Props for offering up some real drama for kids, even if this brave choice doesn't always stay on the forest path.
It would have been easy for director James Haddrell to go down the route of a mid-Summer panto; cast Baloo as the dame and stuffed the merchandising stand with headache-inducing LED headwear, but instead (according to the programme notes), Haddrell – a fan of the book from his formative years – wanted to get closer to Kipling’s original stories where the jungle is a world of danger and “they must often fight to survive”. Props to him for offering up some real drama for kids, even if this brave choice doesn’t always stay on the forest path.
Pre-show the Bandar-log monkeys are roaming through audience stealing phones, jackets and just about anything you don’t have a firm grip on. This light-hearted introduction is a little at odds with the show itself, which is notably light on laughs. Tracey Power’s adaptation is very much ‘tell’ and not ‘show’, with some key moments such as the demise of Shere Khan being described rather than an attempt at staging. Ok, so a herd of buffaloes is a tricky ask on an Off-West End stage, but Mowgli’s exasperated narration didn’t quite work for me. The dense exposition also gives young minds a chance to wander, and as is probably inevitable for a show aimed at such a young age group, the cast were having to compete with an auditorium that was fidgeting, chattering and in some cases crying. Everyone’s a critic. But to give them their due, the majority of the kids stuck with it even if the average summary heard after the curtain went down was “I liked the tiger best”.
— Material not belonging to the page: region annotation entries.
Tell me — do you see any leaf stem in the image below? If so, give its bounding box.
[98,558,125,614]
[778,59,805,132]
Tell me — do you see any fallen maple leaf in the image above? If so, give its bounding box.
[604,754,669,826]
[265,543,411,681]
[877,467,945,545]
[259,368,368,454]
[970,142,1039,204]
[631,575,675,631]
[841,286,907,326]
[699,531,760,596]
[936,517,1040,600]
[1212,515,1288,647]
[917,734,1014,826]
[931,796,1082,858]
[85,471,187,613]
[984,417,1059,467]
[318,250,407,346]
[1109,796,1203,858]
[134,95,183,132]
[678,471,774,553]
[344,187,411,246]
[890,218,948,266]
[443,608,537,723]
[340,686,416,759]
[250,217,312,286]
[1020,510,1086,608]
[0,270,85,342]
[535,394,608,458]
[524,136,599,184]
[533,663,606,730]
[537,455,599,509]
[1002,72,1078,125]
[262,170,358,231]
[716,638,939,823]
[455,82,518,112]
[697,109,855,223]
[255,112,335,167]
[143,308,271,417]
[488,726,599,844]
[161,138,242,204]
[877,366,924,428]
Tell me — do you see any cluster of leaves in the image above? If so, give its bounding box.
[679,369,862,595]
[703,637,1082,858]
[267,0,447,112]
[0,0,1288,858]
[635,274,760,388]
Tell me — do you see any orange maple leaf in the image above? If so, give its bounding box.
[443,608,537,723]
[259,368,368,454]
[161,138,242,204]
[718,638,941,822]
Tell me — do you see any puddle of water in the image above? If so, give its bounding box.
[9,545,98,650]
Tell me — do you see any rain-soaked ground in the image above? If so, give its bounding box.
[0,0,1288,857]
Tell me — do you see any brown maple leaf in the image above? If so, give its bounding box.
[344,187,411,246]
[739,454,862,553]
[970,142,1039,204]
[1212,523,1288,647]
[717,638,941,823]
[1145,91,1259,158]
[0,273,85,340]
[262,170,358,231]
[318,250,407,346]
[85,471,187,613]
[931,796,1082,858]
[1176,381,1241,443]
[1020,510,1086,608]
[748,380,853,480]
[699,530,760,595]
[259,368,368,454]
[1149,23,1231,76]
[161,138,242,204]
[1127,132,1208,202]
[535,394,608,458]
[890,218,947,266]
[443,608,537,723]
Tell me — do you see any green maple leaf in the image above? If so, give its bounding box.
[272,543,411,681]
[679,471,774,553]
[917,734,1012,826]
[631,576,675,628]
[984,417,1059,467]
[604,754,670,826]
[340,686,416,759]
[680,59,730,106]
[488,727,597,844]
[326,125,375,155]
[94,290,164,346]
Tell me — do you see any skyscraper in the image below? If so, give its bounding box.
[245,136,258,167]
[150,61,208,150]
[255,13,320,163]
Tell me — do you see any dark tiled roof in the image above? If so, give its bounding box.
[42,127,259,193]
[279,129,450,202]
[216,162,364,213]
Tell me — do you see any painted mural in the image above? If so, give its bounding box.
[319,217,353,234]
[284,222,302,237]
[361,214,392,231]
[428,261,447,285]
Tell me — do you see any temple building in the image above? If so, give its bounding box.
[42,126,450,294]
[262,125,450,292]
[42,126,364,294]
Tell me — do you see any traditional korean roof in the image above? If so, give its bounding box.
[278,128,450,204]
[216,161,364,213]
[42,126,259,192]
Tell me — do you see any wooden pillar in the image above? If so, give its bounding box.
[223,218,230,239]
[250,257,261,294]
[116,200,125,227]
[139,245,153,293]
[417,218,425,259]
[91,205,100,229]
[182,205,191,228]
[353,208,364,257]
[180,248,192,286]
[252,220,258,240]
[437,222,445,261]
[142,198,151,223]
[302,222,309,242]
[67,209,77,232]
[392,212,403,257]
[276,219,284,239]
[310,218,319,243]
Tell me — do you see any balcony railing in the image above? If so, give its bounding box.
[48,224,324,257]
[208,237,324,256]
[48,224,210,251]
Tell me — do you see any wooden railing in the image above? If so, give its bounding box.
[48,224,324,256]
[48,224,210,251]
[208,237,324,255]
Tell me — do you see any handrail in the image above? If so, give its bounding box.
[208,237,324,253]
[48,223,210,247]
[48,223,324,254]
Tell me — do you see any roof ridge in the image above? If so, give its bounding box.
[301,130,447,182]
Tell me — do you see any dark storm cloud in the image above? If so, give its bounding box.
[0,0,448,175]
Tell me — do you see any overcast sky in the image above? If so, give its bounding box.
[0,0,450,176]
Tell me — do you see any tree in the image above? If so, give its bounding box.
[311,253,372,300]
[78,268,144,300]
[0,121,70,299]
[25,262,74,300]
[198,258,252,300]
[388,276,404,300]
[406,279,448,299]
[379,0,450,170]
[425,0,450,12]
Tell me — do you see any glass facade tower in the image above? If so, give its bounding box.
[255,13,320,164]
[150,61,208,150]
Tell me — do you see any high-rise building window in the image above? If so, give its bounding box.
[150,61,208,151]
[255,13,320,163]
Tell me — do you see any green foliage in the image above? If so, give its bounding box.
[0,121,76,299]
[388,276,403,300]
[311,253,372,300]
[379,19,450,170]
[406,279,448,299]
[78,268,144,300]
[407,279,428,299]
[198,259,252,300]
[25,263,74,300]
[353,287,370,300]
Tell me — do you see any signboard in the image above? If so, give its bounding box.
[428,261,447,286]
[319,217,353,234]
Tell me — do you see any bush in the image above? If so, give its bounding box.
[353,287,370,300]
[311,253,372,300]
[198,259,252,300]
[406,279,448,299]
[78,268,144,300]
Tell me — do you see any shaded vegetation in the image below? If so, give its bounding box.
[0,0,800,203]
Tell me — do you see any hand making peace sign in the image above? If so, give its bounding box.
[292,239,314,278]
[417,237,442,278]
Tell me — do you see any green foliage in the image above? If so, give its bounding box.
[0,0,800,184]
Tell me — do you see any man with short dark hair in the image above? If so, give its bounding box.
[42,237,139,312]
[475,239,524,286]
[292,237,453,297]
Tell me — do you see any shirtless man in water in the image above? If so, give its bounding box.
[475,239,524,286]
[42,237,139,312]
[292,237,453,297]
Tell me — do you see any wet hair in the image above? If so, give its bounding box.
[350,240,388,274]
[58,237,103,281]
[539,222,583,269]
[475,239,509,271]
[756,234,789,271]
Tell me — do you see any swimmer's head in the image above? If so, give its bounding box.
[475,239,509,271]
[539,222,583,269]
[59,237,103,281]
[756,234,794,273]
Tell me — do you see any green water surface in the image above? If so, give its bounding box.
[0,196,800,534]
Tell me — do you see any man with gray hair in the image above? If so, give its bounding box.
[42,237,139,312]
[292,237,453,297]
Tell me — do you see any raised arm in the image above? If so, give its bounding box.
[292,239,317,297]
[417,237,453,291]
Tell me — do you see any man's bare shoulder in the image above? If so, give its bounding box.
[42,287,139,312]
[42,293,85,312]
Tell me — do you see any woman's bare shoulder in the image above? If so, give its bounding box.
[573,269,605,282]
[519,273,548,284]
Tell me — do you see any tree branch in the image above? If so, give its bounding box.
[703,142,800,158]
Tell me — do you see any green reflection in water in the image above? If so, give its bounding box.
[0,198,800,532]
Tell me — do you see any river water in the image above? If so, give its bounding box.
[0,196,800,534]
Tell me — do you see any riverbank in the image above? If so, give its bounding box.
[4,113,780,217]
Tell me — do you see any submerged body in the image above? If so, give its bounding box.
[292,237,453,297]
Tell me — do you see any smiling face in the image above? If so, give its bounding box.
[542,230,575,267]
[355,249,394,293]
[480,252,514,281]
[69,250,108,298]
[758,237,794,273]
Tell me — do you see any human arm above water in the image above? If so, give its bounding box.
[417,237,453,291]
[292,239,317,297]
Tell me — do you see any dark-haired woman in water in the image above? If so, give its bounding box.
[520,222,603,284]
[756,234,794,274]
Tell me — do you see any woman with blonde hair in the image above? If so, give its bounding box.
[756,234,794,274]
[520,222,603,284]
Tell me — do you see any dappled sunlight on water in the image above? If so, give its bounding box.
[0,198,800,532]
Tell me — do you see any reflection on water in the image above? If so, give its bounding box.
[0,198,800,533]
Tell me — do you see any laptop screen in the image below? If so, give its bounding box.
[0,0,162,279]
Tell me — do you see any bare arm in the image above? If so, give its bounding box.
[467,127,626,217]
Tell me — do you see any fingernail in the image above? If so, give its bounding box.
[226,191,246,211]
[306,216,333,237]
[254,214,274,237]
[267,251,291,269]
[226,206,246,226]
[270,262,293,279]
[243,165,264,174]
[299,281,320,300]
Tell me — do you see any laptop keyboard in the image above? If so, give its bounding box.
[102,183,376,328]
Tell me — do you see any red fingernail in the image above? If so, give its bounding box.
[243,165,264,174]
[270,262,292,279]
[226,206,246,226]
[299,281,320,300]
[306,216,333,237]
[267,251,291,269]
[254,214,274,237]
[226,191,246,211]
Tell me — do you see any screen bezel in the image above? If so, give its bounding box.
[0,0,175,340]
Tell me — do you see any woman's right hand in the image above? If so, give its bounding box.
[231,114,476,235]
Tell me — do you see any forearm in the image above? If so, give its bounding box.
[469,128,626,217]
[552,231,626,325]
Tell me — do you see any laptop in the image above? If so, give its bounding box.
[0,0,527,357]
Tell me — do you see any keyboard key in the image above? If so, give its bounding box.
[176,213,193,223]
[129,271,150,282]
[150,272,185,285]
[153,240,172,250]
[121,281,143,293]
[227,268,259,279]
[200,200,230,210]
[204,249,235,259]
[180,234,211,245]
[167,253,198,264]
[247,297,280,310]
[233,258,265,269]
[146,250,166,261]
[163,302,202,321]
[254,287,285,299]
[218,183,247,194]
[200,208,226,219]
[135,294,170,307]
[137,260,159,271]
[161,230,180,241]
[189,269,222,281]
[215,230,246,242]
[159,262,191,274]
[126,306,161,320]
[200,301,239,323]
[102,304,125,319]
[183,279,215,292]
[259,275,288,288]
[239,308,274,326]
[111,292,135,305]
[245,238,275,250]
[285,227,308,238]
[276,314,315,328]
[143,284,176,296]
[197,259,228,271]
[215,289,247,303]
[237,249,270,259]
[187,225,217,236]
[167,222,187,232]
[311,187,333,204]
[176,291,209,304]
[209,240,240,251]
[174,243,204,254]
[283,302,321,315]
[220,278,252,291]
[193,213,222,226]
Stylistically there are some odd choices here. The beating heart of this jungle are the drums, played variously throughout the show – but the unamplified cast sometimes struggle to be understood over the rhythm. Tabaqui the jackal starts off with a South East London accent which places this rainforest somewhere just off of Lee High Street, but loses it only for it to reappear in the closing scenes. At one point Akela performs a rap. When I looked at my notes afterward you’ll forgive me if I didn’t quite figure out how it all ties together. Maybe I’m looking too deeply and should have instead trusted the enthusiastic applause at the end.